MF – Como é que olha para os últimos anos da carreira de Mourinho? Há quem diga que ele perdeu aquele brilho de antigamente…

RF – O futebol é o momento e os adeptos avaliam muito o momento e nós compreendemos. Mas a realidade é esta: para além de ser um dos treinadores mais titulados do Mundo, o José – com todo o respeito por quem tem opiniões diferentes – continua a ser o número 1. O Manchester United não ganhava há muito tempo, mas as pessoas esquecem-se que nós ganhámos três títulos quando lá estivemos.

MF – Incluindo uma Liga Europa.

RF – Que não é um título qualquer. No segundo ano ficámos em segundo lugar no campeonato, só atrás do Manchester City, que era quase imbatível. O terceiro ano não foi tão bom, mas não o terminámos, pelo que não sabíamos como acabaria. No Tottenham, o José é despedido na véspera de uma final que talvez viesse a ganhar. Quem fez melhor do que ele depois de sair do Tottenham?! Quem fez melhor do que ele no Man United?! Falar é fácil. O futebol é o momento e o momento pode não ser o melhor, mas ele continua a ser o melhor. Vai voltar a ganhar e fazer obra na Roma, porque vão dar-lhe tempo.

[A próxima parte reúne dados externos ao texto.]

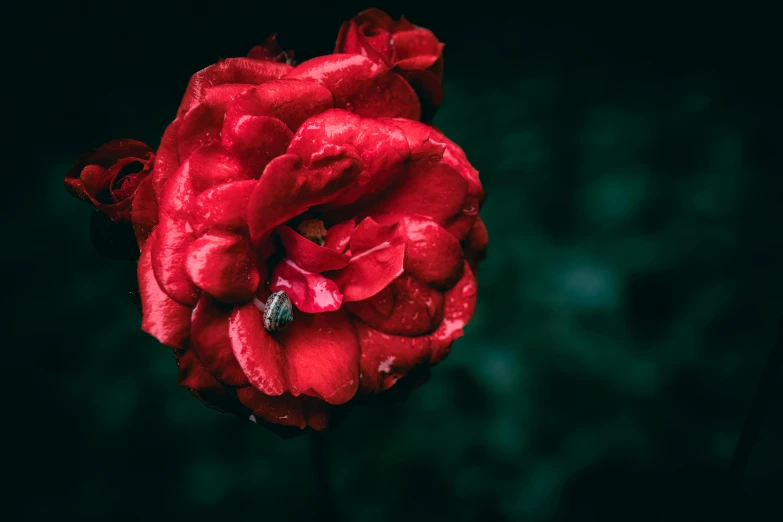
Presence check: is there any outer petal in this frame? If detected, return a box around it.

MF – Considera, portanto, que mantém intactas as qualidades que fizeram dele o melhor treinador do Mundo?

RF – Mais apuradas! Porque é nas dificuldades que os homens inteligentes crescem. E ele tem acompanhado a evolução do futebol, porque é um homem altamente atualizado, ao contrário do que possam pensar.

MF – Para fechar e voltando ao Sudão: voltaria a fazer tudo da mesma forma mesmo que soubesse que no fim teria de voltar a Portugal só com a roupa que tinha no corpo?

RF – Sem dúvida! Em toda a minha vida, a nível profissional e pessoa, dificilmente me arrependo de algo que faço.